Adeel [12:42]: Yeah, yeah, no, absolutely. And like you said, again, kind of honoring. I'm glad you used the word honoring misophonia. Well, I'm sure we'll get to it at some point. but um um yeah but but it's it's because you know so so many times we we're told that it's oh it's a defect you know it's um but it does and we'll probably get to that i'm talking about your child but it's i think it's more of a obviously a stress response but it's your body telling you something And if you don't listen to it, I feel like it's, you know, you might be able to smother it away for a while, but it's probably kind of whack-a-mole where you'll see issues in other areas of your life.
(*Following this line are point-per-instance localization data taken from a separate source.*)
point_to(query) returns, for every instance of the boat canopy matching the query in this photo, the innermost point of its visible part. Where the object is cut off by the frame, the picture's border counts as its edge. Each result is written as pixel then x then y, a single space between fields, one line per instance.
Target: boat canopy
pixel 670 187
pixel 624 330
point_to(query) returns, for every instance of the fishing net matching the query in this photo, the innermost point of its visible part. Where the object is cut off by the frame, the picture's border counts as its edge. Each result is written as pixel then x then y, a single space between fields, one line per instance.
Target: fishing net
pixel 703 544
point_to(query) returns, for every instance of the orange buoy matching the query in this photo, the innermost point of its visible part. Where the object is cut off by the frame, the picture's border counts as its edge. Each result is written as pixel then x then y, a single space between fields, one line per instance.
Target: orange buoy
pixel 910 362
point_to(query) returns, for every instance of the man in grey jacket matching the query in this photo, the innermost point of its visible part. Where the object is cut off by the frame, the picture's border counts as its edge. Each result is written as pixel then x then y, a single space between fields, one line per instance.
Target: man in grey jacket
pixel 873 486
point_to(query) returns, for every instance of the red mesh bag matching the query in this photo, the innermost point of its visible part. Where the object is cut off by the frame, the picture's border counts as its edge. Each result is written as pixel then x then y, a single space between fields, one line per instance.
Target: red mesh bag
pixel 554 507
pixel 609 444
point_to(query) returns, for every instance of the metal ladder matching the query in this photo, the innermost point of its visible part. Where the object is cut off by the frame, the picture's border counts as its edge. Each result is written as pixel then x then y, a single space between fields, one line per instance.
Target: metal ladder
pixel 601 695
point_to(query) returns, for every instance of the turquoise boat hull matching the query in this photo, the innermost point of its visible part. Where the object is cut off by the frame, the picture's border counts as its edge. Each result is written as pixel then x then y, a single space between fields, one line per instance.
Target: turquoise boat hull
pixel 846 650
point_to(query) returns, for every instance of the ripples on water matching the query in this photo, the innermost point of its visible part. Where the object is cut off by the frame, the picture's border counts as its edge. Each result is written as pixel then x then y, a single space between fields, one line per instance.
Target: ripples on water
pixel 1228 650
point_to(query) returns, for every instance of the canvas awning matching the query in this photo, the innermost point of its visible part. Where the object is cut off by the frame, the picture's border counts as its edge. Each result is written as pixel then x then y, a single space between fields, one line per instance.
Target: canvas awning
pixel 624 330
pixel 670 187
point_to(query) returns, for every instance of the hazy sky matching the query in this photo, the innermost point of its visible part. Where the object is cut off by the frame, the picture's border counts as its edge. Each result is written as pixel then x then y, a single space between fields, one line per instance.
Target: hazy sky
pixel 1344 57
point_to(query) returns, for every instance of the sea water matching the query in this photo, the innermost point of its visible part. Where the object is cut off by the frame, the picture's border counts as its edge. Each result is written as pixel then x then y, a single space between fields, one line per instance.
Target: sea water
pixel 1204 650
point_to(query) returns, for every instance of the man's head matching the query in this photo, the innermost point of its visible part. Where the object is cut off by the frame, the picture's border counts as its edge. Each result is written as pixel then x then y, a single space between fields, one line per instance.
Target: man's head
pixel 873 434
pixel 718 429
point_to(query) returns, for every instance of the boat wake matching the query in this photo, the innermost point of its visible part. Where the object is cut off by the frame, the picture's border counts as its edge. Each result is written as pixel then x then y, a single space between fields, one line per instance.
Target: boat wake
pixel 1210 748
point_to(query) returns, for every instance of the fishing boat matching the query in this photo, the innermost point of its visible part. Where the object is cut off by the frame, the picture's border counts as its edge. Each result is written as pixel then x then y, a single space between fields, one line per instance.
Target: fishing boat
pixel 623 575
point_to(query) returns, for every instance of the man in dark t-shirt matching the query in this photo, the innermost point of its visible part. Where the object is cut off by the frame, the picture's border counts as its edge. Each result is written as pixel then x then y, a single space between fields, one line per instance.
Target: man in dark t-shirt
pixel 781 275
Deb [13:27]: I mean, it is. And that's very well said, Adeel. And I lived for literally 49 years is when I finally figured out I'm a highly sensitive person. And that was really the beginning of feeling better. But I lived in that state of pushing it down for 49 years, and I was very depressed and had no real goals for my life. I'm a very high-functioning person, so I had a real career. I did well. You'd never know on the outside how much I struggled. But in retrospect, I wonder... what more I could have accomplished with my life so far, if I had been in a more nurturing, living in a more nurturing way. So I'm excited to, hey, it's never too late. I am proof of that. I'm going to start now and do something else. But living that way made me very, very depressed. And I just thought it was how life was for me. Like I literally didn't even question it. I working and living in New York was so hard. and sort of pretending to be this other person, not on a conscious level. But, you know, I would come home from work after the subway and the open office and the whole thing, and literally close the front door. It was so hard. And I would close the front door. And before I even took my coat off, I would slide down the door and sit on the floor and bawl every day. And I really thought I was just depressed. And in retrospect, I don't think I'm a depressed person at all. I think I'm anxious, maybe, but I think I was chronically overstimulated and just living in this state of constant hypervigilance. And it was so exhausting to just be me every day and go out in the in New York and into the open offices after so many years of it. I was triggered literally from the moment I left my door until the moment I came home. So it was hard. And so. No wonder my marriage didn't work out if I hadn't had awareness about myself when I got married. It seems inevitable, sadly.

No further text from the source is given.